Monday, December 13, 2010

Day Six

Dad slept until after noon again today. Daniel came in early in the morning to do his maitanence work. Mom stayed over to be with me and do get some help with geneology from Nat. It was a pretty good night. I had all 3 dogs in bed with me...haha.
Nat went to church at 9AM and I stayed home to watch Dad. I could have gone to church with Karl's parents but wasn't prepared for it. I will have to go next week if I am still here. As much as I dislike having a set schedule, it sure stinks not to have one now. I kind of feel lost and I really miss Karl and the boys.
Dad didn't eat much again for lunch and I had to give him morphine at 3:15 for his congestion. He'd rather be asleep because he can't breathe very well. It makes me so sad.
I was invited to go to dinner at Karl's parents house at 4:45. Mom left at the same time and I let her take Zoe home for the night. Morley loves her and it was nice not to worry about her being at Nat's. I'm starting to feel like I am imposing even though she says I'm not.
I got to the Harrisons a little late after getting Zoe off and Gavin up from his nap. Nat let me take her car over, it is nice to drive. The Nuttalls, the Merrells, Tanya's brother, Kevin, his son and daughter were all there to eat dinner before Kevin got on a plane back to Washington state. The dinner was excellent, Tanya is a great cook! I ate a ton, I must have been hungry. When dinner was over Kevin left to catch a plane and his children left.
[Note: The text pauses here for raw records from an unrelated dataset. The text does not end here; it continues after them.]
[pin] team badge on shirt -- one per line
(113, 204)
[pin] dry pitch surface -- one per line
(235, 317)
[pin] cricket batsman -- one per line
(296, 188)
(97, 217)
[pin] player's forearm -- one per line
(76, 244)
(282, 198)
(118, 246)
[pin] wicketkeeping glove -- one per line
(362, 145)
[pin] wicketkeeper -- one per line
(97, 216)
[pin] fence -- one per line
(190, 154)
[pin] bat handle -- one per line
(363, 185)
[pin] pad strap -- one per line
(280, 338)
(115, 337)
A short time later it was the Harrison family monthly FHE with Grandma and Grandpa Harrison and all 6 boys and their various family members. The place was packed and many of them expressed their love and concern for what I am going through. I really lucked out with joining such a wonderful family. I love them all SO much! We had a great lesson and brownies for a treat afterwards. I then asked Tanya to take a picture of Gavin and I with G & G Harrison. She has gotten a little dementia and I never know if I will get to see her again alive. I guess death is on my brain these days, go figure. One thing I've learned this week is that I will take opportunities now that I probably wouldn't before.
I asked Karl's Dad and brother to give me a blessing before leaving. It was so comforting and such a sweet experience to share with them. I feel like I just can't get enough blessings to help me through this. We left right after that. I felt anxious to get home to check on Dad. I don't want to miss anything with him.